Tag Archives: contrapositive

A Place for Override, and Every Override in its Place

“I love C++!”, said an enthusiastic job candidate during an interview a year ago.  That candidate has since become one of the best developers I ever hired.  I too love C++, and especially so during its current renaissance.  Prior to C++11, the last time I felt this way was at the 1997 Visual C++ Developers Conference in Orlando.  Here, C++98 improvements like explicit and mutable were unveiled, causing many a developer to run back to their ARM to review “const correctness”, which had more or less been ignored to that point.  If C++98 was evolutionary, C++11 is revolutionary – a tour de force of new features.  Some, like lambdas, are bold forays into the archrival territory of functional programming.  The most profound new feature, from my perspective, is Rvalue References.  These enable move semantics (construction and assignment), which are potentially far more efficient than their copy counterparts.  For a language that lacks access to the compiler’s parse tree, features like Rvalue References permit surprisingly subtle expressions for optimal code generation.

So the C++ language is alive and well, and its priesthood is openly solicitous of new ideas from the community.  I’ll oblige with a series of posts on features I’d like to see added to the language.  Each of these has been born of necessity, when in the throes of a coding session I lamented that I had to once again resort to workarounds.

To kick things off, let’s consider override.   This new keyword (strictly, an “identifier”, but I’ll use “keyword” for simplicity and clarity) allows the programmer to make a distinction between an override of an existing virtual method, and the introduction of a new virtual method.  Previously, the keyword virtual was overloaded for this purpose and often led to errors when virtual dispatching would fail due to a refactoring of base or derived classes.  Let’s see how this could happen.

Initially the code looks like this:

struct Base
{
	virtual void foo()
	{
		cout << "Base::foo called" << endl;
	}
};

struct RiskyDerived : public Base
{
	// "virtual" is optional, making overrides difficult to track down
	void foo()
	{
		cout << "RiskyDerived::foo called" << endl;
	}
};

RiskyDerived derived;
Base & base = derived;
base.foo();	// "RiskyDerived::foo called"

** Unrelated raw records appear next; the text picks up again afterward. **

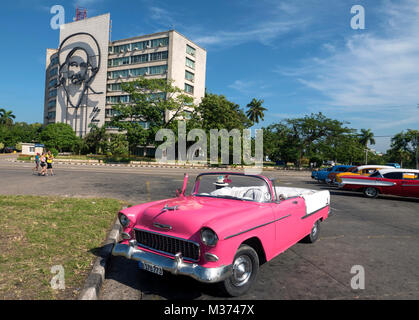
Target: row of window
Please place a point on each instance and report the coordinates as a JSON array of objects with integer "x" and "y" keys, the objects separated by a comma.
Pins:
[
  {"x": 188, "y": 88},
  {"x": 127, "y": 98},
  {"x": 144, "y": 124},
  {"x": 53, "y": 72},
  {"x": 155, "y": 56},
  {"x": 52, "y": 83},
  {"x": 190, "y": 50},
  {"x": 138, "y": 72},
  {"x": 142, "y": 45},
  {"x": 52, "y": 104},
  {"x": 190, "y": 63},
  {"x": 52, "y": 93}
]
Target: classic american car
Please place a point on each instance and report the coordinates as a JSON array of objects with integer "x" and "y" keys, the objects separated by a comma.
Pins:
[
  {"x": 398, "y": 182},
  {"x": 365, "y": 170},
  {"x": 331, "y": 177},
  {"x": 322, "y": 175},
  {"x": 220, "y": 233}
]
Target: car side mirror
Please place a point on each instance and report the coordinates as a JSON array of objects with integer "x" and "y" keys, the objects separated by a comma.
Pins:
[{"x": 181, "y": 193}]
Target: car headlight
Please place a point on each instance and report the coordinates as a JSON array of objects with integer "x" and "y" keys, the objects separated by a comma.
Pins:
[
  {"x": 125, "y": 222},
  {"x": 209, "y": 237}
]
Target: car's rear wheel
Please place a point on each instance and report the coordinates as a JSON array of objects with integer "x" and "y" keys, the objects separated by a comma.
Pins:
[
  {"x": 371, "y": 192},
  {"x": 314, "y": 234},
  {"x": 245, "y": 268}
]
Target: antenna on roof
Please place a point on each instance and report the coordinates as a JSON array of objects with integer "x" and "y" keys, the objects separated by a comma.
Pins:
[{"x": 81, "y": 13}]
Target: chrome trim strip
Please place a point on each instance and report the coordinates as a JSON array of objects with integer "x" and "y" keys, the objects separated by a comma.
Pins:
[
  {"x": 168, "y": 253},
  {"x": 314, "y": 212},
  {"x": 262, "y": 225},
  {"x": 174, "y": 266}
]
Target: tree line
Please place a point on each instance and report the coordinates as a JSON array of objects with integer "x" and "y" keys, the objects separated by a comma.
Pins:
[{"x": 158, "y": 103}]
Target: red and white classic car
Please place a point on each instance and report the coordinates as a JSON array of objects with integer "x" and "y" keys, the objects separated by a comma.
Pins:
[
  {"x": 398, "y": 182},
  {"x": 229, "y": 225}
]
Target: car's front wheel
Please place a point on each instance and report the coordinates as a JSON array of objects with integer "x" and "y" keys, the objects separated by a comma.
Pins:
[
  {"x": 245, "y": 268},
  {"x": 371, "y": 192}
]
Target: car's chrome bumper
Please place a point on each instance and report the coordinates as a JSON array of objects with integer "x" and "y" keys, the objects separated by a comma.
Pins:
[{"x": 175, "y": 266}]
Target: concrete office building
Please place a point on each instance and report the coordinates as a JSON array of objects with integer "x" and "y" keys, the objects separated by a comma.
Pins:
[{"x": 84, "y": 75}]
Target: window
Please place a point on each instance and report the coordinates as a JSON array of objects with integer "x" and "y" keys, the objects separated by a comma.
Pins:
[
  {"x": 52, "y": 83},
  {"x": 190, "y": 50},
  {"x": 52, "y": 104},
  {"x": 162, "y": 42},
  {"x": 53, "y": 72},
  {"x": 158, "y": 56},
  {"x": 393, "y": 175},
  {"x": 189, "y": 76},
  {"x": 122, "y": 48},
  {"x": 54, "y": 60},
  {"x": 140, "y": 58},
  {"x": 52, "y": 93},
  {"x": 138, "y": 72},
  {"x": 190, "y": 63},
  {"x": 188, "y": 88},
  {"x": 158, "y": 69}
]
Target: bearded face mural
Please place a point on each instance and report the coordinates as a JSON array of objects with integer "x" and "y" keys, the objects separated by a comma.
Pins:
[{"x": 79, "y": 59}]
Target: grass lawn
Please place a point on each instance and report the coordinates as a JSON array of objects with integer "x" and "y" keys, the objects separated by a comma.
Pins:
[{"x": 37, "y": 233}]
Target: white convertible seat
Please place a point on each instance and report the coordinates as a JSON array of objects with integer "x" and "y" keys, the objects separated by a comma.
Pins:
[
  {"x": 256, "y": 193},
  {"x": 314, "y": 199}
]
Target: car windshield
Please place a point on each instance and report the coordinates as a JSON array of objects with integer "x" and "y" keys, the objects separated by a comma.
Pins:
[{"x": 232, "y": 186}]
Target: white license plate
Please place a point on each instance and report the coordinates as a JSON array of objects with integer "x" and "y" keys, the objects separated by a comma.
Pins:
[{"x": 151, "y": 268}]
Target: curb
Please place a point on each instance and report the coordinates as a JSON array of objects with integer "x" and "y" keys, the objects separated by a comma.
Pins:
[{"x": 96, "y": 276}]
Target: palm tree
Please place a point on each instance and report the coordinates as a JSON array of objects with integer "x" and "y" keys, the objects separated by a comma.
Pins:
[
  {"x": 256, "y": 111},
  {"x": 6, "y": 117},
  {"x": 366, "y": 136}
]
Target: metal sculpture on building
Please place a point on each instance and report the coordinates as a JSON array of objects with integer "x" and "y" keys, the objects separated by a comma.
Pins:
[{"x": 78, "y": 69}]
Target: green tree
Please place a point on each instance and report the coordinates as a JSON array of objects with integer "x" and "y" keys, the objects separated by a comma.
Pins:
[
  {"x": 59, "y": 136},
  {"x": 118, "y": 145},
  {"x": 366, "y": 136},
  {"x": 216, "y": 112},
  {"x": 6, "y": 117},
  {"x": 403, "y": 148},
  {"x": 255, "y": 110},
  {"x": 97, "y": 139}
]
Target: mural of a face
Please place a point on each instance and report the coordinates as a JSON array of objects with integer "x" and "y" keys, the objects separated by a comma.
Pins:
[{"x": 79, "y": 64}]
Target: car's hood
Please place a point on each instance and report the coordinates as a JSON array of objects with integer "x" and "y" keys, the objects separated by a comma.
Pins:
[{"x": 185, "y": 216}]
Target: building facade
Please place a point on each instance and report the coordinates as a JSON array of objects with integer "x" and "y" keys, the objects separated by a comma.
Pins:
[{"x": 84, "y": 75}]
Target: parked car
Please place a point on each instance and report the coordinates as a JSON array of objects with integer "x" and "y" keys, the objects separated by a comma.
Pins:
[
  {"x": 331, "y": 177},
  {"x": 398, "y": 182},
  {"x": 365, "y": 170},
  {"x": 322, "y": 175},
  {"x": 393, "y": 164},
  {"x": 220, "y": 233}
]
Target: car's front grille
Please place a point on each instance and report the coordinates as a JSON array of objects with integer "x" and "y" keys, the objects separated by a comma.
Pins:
[{"x": 168, "y": 245}]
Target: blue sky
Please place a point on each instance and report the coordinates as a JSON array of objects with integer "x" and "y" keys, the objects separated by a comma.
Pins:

After a hasty refactor, we now have this:

struct Base
{
	virtual void foo(int = 0)
	{
		cout << "Base::foo called" << endl;
	}
};

RiskyDerived derived;
Base & base = derived;
base.foo(); // "Base::foo called"

The binding of BrokenDerived::foo to the vtable entry of Base::foo is now broken, but the code still compiles, resulting in a runtime error (the worst kind).  But with the override keyword in place, we are protected from situations like this because the compiler will issue an error:

struct BetterDerived : public Base
{
	// Error: member function declared with 'override' does not override a base class member
	void foo() override;
};

The problem with override is that it’s only a half solution.  My development team has been bit by the situation above on a number of occasions.  So naturally, when a new keyword like override is introduced, we eagerly embrace it and look for a way to systematically employ it throughout the codebase.  That’s where override breaks down.  In its current implementation, systematic use is not feasible, because the keyword is optional.

What we have today is this behavior:

All uses of the override keyword must in fact override a virtual method. 

What we’re lacking is a way to enforce the contrapositive:

If a virtual method lacks the override keyword, it must not override a virtual method. 

We might term the current behavior “weak” or “permissive”, and my ideal behavior “strong” or “strict”.  In “strict” mode, without the override keyword, a method declaration must either introduce:

  1. A new virtual method (if accompanied by the virtual keyword) or
  2. A new non-virtual method, possibly hiding or overloading another method of the same name.

In short, all virtual method overrides must use the override keyword in “strict” mode.

I understand that a “strict override” would be a breaking change to much existing code.  But that is the whole point:  I would like the compiler to tell me where I need to use override (or not).  Because the virtual keyword is optional when declaring an overridden virtual method, it is a tedious and error prone exercise to manually track down all appropriate locations for override in an existing codebase.   It’s true that some compilers will warn of method hiding, if the signature alone changes.  But if the name of the method changes, the compiler is silent as the grave.

In “strict” mode, on the other hand, our hypothetical compiler could issue a warning such as this:

struct BestDerived : public Base
{
	// Warning: member function overrides a base class member, but is not declared with 'override'
	void foo();
};

Perhaps this is best left as a compiler extension, due to the concern over breaking changes.  But it surprises me that no compiler, to my knowledge, currently offers it.  At a minimum, as a user of Microsoft’s compiler, it seems to me that a third-party tool could be created that scans the Intellisense database to determine “strict override” violations.  Any takers?  Visual Assist team?